Review Summary: Grime says hello
When Skepta first uploaded “That’s Not Me” to Youtube in April 2014, not even the grime veteran himself would foresee the surge in popularity the genre would experience over the following months. “That’s Not Me” was one of the earlier in a string of singles that would reignite a genre that had long been festering. Struggling to appeal to an international audience unfamiliar with the music’s UK garage-based rhythms and strong Jafaican accents, much of its popularity dwindled outside of secondary school playgrounds and niche nightclubs. Many of the darlings of the genre, Skepta included (see also: Dizzee Rascal, Chipmunk, etc), would attempt to establish more commercial pop-rap styles, with usually awkward and tacky results. Konnichiwa
was always to be Skepta’s “return-to-roots” LP and a re-assertion of his identity (the sprinklings of Japanese chic feel more ironic than any genuine attempt at forging a theme) but with the mass exposure spawned in 2014 its release date has been pushed back not just the one time, and its unveiling in 2016 feels more like an affirmation of the success of the last two years than a revolution in itself.

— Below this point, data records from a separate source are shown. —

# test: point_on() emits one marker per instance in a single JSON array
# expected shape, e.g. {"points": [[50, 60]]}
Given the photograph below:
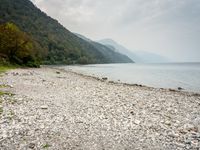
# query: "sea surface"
{"points": [[168, 75]]}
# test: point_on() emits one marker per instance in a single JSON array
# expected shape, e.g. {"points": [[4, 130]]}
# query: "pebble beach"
{"points": [[48, 108]]}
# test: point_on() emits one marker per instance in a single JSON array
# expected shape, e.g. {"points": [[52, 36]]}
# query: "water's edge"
{"points": [[105, 79]]}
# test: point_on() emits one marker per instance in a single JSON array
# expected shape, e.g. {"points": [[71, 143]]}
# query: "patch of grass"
{"points": [[45, 146], [1, 110]]}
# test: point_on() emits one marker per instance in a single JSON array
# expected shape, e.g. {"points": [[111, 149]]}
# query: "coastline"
{"points": [[61, 109], [107, 80]]}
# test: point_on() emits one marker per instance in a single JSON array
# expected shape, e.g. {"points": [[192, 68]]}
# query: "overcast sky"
{"points": [[167, 27]]}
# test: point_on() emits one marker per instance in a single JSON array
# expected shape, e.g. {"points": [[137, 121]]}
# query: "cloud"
{"points": [[167, 27]]}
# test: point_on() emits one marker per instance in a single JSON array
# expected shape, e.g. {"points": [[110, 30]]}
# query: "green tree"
{"points": [[17, 46]]}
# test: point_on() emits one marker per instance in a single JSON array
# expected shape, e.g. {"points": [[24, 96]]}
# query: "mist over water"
{"points": [[168, 75]]}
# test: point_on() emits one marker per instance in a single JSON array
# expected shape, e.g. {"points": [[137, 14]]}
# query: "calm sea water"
{"points": [[171, 75]]}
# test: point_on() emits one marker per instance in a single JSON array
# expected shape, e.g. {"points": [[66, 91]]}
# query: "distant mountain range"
{"points": [[58, 45], [137, 56]]}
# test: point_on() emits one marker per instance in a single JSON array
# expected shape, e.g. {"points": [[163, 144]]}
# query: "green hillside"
{"points": [[57, 45]]}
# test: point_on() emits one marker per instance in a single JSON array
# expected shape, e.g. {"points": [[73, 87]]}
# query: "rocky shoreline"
{"points": [[49, 108]]}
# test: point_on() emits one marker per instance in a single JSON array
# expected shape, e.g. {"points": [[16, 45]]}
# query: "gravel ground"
{"points": [[55, 109]]}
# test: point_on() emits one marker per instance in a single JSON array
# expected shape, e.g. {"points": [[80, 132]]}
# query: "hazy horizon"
{"points": [[166, 27]]}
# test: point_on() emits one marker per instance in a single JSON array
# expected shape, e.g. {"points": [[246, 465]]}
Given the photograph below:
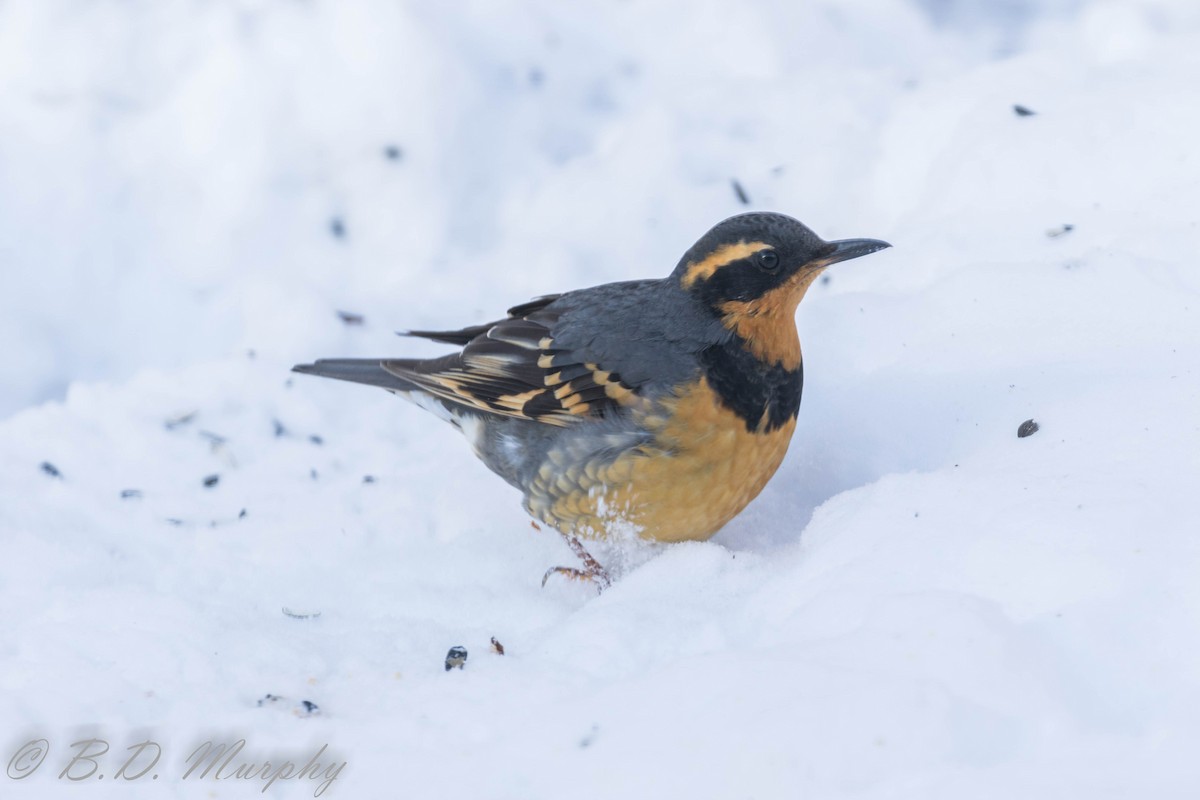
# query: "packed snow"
{"points": [[193, 197]]}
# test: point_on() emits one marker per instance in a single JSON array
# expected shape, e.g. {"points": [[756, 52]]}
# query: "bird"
{"points": [[658, 408]]}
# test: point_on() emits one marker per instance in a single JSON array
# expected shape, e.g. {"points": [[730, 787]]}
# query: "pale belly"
{"points": [[702, 469]]}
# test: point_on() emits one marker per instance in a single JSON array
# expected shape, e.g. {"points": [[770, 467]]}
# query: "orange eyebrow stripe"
{"points": [[723, 256]]}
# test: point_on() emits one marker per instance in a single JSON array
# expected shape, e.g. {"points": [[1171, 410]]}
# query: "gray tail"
{"points": [[359, 371]]}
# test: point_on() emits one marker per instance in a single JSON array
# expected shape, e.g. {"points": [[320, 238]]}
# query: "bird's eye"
{"points": [[768, 259]]}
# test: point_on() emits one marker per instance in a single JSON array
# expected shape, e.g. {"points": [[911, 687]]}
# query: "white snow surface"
{"points": [[919, 605]]}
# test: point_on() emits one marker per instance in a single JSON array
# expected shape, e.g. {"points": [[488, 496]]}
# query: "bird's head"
{"points": [[753, 270]]}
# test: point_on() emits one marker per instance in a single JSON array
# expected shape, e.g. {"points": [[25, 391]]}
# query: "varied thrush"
{"points": [[658, 407]]}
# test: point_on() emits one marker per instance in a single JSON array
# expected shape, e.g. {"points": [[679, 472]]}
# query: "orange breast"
{"points": [[702, 468]]}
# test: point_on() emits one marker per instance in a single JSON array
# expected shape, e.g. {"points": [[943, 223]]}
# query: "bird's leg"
{"points": [[591, 571]]}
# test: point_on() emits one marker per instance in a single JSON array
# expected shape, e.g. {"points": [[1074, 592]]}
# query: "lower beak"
{"points": [[847, 248]]}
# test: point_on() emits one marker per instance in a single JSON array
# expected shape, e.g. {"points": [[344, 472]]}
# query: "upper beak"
{"points": [[847, 248]]}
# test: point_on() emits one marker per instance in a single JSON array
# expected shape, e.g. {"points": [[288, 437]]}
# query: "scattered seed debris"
{"points": [[214, 439], [180, 420], [288, 612], [743, 198], [456, 657]]}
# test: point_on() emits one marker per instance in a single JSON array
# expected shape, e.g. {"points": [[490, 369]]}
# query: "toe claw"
{"points": [[599, 576]]}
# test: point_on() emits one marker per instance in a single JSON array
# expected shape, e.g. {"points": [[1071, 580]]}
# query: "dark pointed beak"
{"points": [[847, 248]]}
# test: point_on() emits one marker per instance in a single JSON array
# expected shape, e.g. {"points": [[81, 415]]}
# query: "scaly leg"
{"points": [[591, 571]]}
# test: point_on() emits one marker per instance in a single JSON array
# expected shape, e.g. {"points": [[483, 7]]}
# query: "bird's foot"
{"points": [[591, 571]]}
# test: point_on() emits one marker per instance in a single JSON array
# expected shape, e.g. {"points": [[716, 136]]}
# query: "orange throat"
{"points": [[767, 324]]}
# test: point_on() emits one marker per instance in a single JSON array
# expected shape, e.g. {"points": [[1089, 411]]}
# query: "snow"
{"points": [[921, 603]]}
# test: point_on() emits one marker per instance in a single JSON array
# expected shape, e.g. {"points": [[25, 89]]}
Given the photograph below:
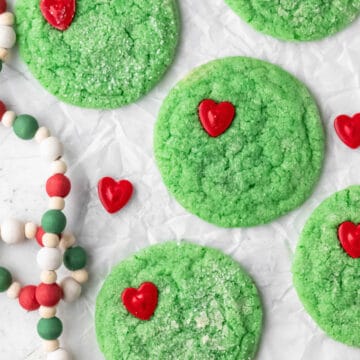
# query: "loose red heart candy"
{"points": [[58, 13], [348, 130], [2, 6], [141, 302], [114, 195], [349, 236], [216, 118]]}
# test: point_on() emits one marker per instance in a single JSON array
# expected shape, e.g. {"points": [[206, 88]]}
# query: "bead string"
{"points": [[56, 247]]}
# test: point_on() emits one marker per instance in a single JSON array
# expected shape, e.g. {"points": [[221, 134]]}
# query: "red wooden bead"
{"points": [[58, 185], [39, 234], [48, 294], [27, 298], [2, 105], [2, 6]]}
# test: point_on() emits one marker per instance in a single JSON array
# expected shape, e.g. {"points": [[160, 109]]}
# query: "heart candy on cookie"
{"points": [[58, 13], [349, 236], [216, 118], [141, 302], [348, 130]]}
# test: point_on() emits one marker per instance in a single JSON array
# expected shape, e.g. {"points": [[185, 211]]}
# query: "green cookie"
{"points": [[267, 162], [208, 307], [326, 278], [297, 20], [114, 52]]}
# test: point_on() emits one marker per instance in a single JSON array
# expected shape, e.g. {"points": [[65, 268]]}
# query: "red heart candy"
{"points": [[114, 195], [348, 130], [216, 118], [2, 108], [58, 13], [2, 6], [349, 236], [141, 302]]}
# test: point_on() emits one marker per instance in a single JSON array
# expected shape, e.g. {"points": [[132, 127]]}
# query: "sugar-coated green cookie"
{"points": [[297, 20], [208, 307], [264, 165], [326, 278], [114, 51]]}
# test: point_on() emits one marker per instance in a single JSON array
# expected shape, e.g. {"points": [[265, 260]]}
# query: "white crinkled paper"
{"points": [[119, 143]]}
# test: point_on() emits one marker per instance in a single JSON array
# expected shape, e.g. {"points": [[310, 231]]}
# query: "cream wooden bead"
{"points": [[49, 258], [58, 167], [7, 18], [30, 230], [48, 277], [7, 37], [56, 203], [67, 240], [4, 54], [12, 231], [50, 240], [47, 312], [42, 134], [50, 345], [14, 290], [59, 354], [81, 276], [8, 118], [71, 289], [51, 149]]}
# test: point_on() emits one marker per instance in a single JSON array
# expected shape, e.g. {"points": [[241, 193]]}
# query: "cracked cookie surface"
{"points": [[297, 20], [114, 52], [326, 278], [208, 308], [263, 166]]}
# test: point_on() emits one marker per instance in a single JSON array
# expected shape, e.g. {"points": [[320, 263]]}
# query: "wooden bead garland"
{"points": [[55, 245]]}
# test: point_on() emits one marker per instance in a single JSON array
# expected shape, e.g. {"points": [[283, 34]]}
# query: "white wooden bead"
{"points": [[12, 231], [50, 240], [50, 345], [49, 258], [81, 276], [30, 230], [42, 134], [67, 240], [58, 167], [8, 118], [7, 18], [59, 354], [51, 149], [71, 289], [14, 290], [48, 277], [4, 54], [47, 312], [56, 203], [7, 37]]}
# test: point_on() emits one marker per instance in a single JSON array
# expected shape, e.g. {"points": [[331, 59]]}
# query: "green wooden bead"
{"points": [[49, 329], [53, 221], [5, 279], [75, 258], [25, 126]]}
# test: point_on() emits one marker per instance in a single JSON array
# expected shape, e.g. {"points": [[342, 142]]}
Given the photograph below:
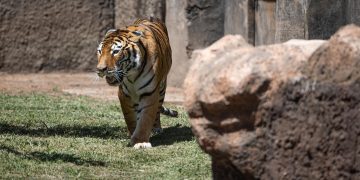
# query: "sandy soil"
{"points": [[87, 84]]}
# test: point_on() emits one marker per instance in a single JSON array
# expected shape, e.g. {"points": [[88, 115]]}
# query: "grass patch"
{"points": [[45, 137]]}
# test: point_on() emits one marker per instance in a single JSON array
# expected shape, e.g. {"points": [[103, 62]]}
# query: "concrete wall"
{"points": [[127, 11], [56, 35], [63, 35]]}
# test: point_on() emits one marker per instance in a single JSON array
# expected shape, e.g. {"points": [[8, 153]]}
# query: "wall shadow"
{"points": [[52, 157]]}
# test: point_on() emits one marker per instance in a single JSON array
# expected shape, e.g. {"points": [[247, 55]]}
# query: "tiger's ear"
{"points": [[110, 31]]}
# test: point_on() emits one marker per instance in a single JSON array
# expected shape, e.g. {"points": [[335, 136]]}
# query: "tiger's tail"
{"points": [[168, 112]]}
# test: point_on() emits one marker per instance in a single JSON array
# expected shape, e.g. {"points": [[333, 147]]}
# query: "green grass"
{"points": [[62, 137]]}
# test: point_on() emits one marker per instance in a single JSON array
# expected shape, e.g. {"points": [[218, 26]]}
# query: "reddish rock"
{"points": [[285, 111]]}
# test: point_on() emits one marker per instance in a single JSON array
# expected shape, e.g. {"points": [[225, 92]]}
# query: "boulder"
{"points": [[284, 111]]}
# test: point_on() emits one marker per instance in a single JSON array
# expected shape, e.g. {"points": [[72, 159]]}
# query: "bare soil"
{"points": [[87, 84]]}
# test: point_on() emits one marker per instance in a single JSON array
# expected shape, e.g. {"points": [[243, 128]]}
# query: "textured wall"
{"points": [[56, 35], [178, 34], [127, 11]]}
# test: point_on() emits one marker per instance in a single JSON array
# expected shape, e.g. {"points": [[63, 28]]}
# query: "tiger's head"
{"points": [[118, 54]]}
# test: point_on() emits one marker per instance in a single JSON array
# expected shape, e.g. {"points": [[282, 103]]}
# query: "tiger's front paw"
{"points": [[142, 145], [157, 130]]}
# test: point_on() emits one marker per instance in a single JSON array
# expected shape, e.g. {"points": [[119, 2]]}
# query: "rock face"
{"points": [[61, 35], [285, 111]]}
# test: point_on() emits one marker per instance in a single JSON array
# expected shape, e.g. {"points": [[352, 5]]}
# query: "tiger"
{"points": [[137, 59]]}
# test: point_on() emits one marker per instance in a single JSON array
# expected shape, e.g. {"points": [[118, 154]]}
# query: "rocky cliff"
{"points": [[285, 111]]}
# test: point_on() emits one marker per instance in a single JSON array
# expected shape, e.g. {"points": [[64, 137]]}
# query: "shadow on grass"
{"points": [[53, 157], [169, 135], [172, 135], [104, 131]]}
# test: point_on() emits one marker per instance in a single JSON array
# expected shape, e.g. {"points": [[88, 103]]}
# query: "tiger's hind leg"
{"points": [[157, 125], [128, 110], [146, 113]]}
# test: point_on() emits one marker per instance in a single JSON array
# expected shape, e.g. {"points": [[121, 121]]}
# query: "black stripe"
{"points": [[147, 93], [139, 111], [126, 88], [147, 83], [144, 60]]}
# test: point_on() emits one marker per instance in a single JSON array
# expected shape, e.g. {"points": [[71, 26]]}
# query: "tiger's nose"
{"points": [[101, 68]]}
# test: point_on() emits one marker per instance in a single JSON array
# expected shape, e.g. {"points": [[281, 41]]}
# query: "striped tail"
{"points": [[168, 112]]}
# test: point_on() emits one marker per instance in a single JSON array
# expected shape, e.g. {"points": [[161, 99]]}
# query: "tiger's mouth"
{"points": [[113, 77], [112, 81]]}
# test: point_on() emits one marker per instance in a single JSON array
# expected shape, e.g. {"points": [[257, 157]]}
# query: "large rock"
{"points": [[286, 111], [57, 35]]}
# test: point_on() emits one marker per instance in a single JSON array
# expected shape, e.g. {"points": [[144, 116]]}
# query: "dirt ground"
{"points": [[87, 84]]}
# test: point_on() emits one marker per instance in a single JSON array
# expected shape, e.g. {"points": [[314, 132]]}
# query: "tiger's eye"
{"points": [[115, 51]]}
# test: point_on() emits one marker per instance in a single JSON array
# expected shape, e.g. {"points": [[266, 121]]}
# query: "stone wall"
{"points": [[127, 11], [62, 35], [57, 35]]}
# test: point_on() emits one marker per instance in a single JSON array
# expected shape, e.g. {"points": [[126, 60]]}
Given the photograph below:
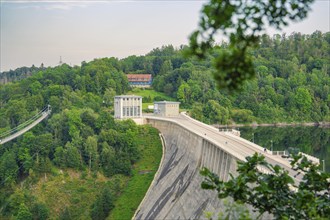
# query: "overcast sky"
{"points": [[35, 32]]}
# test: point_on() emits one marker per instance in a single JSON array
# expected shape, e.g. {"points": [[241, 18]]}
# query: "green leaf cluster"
{"points": [[276, 192]]}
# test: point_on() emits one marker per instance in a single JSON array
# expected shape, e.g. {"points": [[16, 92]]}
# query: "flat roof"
{"points": [[128, 96], [164, 102]]}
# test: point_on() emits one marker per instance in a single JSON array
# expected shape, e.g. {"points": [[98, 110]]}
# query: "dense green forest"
{"points": [[292, 85], [76, 163]]}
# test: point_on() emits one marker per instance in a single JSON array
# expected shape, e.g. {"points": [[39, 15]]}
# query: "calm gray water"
{"points": [[314, 141]]}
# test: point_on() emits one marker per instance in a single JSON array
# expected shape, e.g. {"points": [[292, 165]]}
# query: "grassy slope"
{"points": [[143, 174], [68, 188]]}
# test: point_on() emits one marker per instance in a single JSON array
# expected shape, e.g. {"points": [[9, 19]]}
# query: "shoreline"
{"points": [[278, 124]]}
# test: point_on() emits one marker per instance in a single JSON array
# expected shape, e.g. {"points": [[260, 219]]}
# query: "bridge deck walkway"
{"points": [[27, 128], [234, 145]]}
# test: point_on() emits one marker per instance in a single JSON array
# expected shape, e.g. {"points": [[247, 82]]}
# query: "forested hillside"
{"points": [[82, 150], [77, 162]]}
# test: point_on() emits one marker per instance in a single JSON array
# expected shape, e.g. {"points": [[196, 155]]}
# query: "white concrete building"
{"points": [[128, 106], [166, 108]]}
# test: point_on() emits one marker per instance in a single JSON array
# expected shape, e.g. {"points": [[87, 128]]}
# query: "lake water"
{"points": [[314, 141]]}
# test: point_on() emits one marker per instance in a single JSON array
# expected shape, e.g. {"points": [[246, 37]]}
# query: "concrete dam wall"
{"points": [[176, 190]]}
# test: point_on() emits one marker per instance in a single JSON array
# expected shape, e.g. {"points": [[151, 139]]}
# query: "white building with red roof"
{"points": [[139, 80]]}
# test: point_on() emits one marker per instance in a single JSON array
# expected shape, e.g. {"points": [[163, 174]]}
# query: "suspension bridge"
{"points": [[26, 126]]}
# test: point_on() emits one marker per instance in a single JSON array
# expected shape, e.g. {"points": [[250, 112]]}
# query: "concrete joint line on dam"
{"points": [[188, 145]]}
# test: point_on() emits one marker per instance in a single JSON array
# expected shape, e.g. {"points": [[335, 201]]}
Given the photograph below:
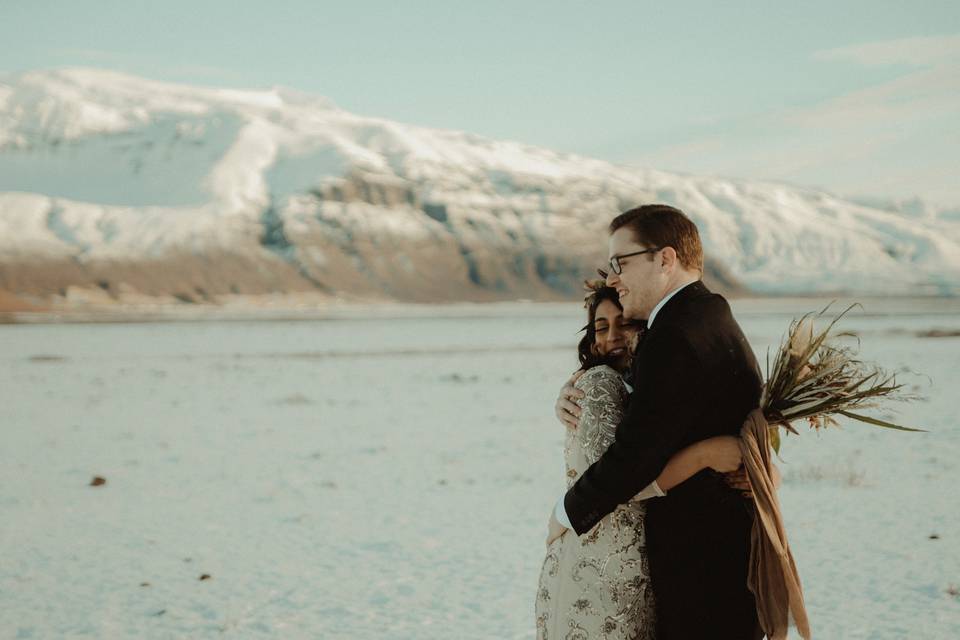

The majority of the album does well in displaying its gritty, back-to-basics approach, presenting Skepta’s commanding flow over elementary but tight and bass-heavy beats. Of the twelve tracks here however, five have already been released prior to the album (three of them at least a year ago) and most of the best cuts will be found among them. “Man”, "That's Not Me" and “Shutdown” are all straightforward grime floor-fillers, and “It Ain’t Safe” might be among the best ever released in the genre. Rarely does Konnichiwa
stray far from the blueprint, so that even the sung hook in “Ladies Hit Squad” feels uncharacteristic, but even there its D Double E that steals the show. Considering the album’s length (especially when compared to the sixteen track album JME released last year) it’s a shame many of the previously unreleased tracks like “Numbers” and “Text Me Back” fall relatively flat ("Detox" and "Crime Riddim" are notable exceptions). At this point however, Skepta lives in the knowledge that his future will likely not be defined by Konnichiwa
’s present release, and his next steps in a scene experiencing a powerful renaissance will surely be worth following.